HPALD2 is a Peroxyhemiacetal and a Source of SOA

REBECCA RICE, Jason Surratt, Zhenfa Zhang, Avram Gold, University of North Carolina at Chapel Hill

     Abstract Number: 51
     Working Group: Aerosol Chemistry

Abstract
Isoprene, a volatile organic compound (VOC) is emitted largely by vegetation at a rate of 512 Tg/yr. Based on theoretical calculations and mass spectrometric evidence, Z-δ-hydroperoxyalkenal structures (HPALD1 and HPALD2) have been assigned to C₅H₈O₃ gas-phase compounds accounting for up to 12% of the total first-generation isoprene oxidation products. The putative HPALDs are conjugated carbonyls expected to have a significant absorption cross section at ambient UV wavelengths (> 315 nm). Fast internal energy transfer from the excited alkenal to the O-OH bond is predicted to cause rapid bond dissociation degradation into volatile fragments, with little or no formation of SOA.

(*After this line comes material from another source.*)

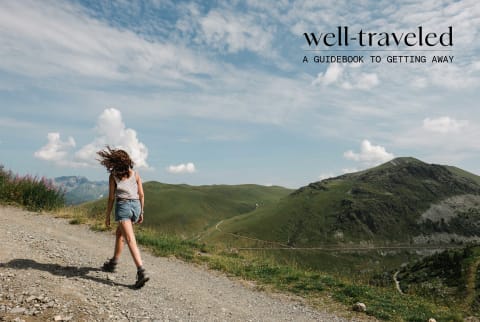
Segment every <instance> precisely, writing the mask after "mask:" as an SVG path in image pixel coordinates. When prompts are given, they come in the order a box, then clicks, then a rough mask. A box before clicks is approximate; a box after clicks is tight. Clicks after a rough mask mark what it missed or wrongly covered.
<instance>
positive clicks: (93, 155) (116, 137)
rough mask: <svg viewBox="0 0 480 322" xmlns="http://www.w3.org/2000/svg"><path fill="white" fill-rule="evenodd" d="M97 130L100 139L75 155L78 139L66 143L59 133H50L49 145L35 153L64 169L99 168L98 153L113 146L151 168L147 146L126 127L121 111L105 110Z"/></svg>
mask: <svg viewBox="0 0 480 322" xmlns="http://www.w3.org/2000/svg"><path fill="white" fill-rule="evenodd" d="M95 131H96V132H97V137H96V138H95V139H94V140H93V141H92V142H91V143H89V144H87V145H85V146H83V147H82V148H80V150H78V151H77V152H75V154H74V155H73V156H72V155H70V154H69V153H68V151H67V150H68V148H72V147H75V140H74V139H73V138H72V137H69V139H68V141H66V142H62V141H61V139H60V134H59V133H49V134H48V143H47V144H46V145H45V146H43V147H42V148H40V150H39V151H37V152H35V157H37V158H39V159H43V160H46V161H53V162H55V163H56V164H58V165H61V166H70V167H79V166H95V165H98V161H97V160H96V159H97V154H96V152H97V151H99V150H101V149H104V148H105V146H106V145H110V146H112V147H114V148H118V149H124V150H125V151H127V153H128V154H129V155H130V157H131V158H132V160H133V162H134V163H135V166H136V167H138V168H149V166H148V164H147V157H148V149H147V147H146V146H145V144H143V143H142V142H140V141H139V140H138V138H137V132H136V131H135V130H133V129H130V128H126V127H125V124H124V123H123V121H122V115H121V113H120V111H118V110H117V109H114V108H109V109H106V110H104V111H103V113H102V114H101V115H100V116H99V118H98V121H97V126H96V128H95Z"/></svg>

We undertook synthesis of HPALD2 to verify the structure assigned solely from mass spectrometry. By proton NMR, HPALD2 exists exclusively as the peroxyhemiacetal tautomer, with no carbonyl detected, even in D₂O. Tautomerization to the cyclic peroxyhemiacetal is strongly favored by the Z geometry of HPALD2. The peroxyhemiacetal structure of the isoprene photochemical oxidation product was confirmed by matching the IMS drift time of the synthetic standard with a major C₅H₈O₃ product from hydroxyl radical oxidation of isoprene.

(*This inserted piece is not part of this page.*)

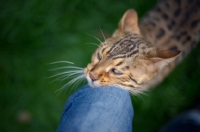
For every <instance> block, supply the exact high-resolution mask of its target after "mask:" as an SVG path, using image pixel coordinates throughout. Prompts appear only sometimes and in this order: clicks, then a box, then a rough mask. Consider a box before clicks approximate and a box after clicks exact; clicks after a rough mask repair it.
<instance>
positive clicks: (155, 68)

Lacking the conjugated chromophore, the peroxyhemiacetal does not absorb at > 250 nm will persist at ambient UV wavelengths. In chamber experiments, OH oxidation caused rapid nucleation in the absence of seed, and reactive uptake in the presence of both (NH₄)₂SO₄ and (NH₄)HSO₄ seed. Products at m/z C₅H₈O₅, C₅H₁₀O₅, C₅H₁₀O₆ were detected by on-line monitoring of the gas phase by an iodide-CIMS-high resolution time-of-flight mass spectrometer (HR-ToF-MS). Analysis of filter extracts by hydrophilic interaction liquid chromatography coupled to an electrospray ionization HR-ToF-MS detector operated in the negative mode showed major products with compositions C₅H₁₀O₅ in all experiments, and major sulfated products with compositions C₅H₁₀O₈S and C₃H₆O₆S in seeded experiments.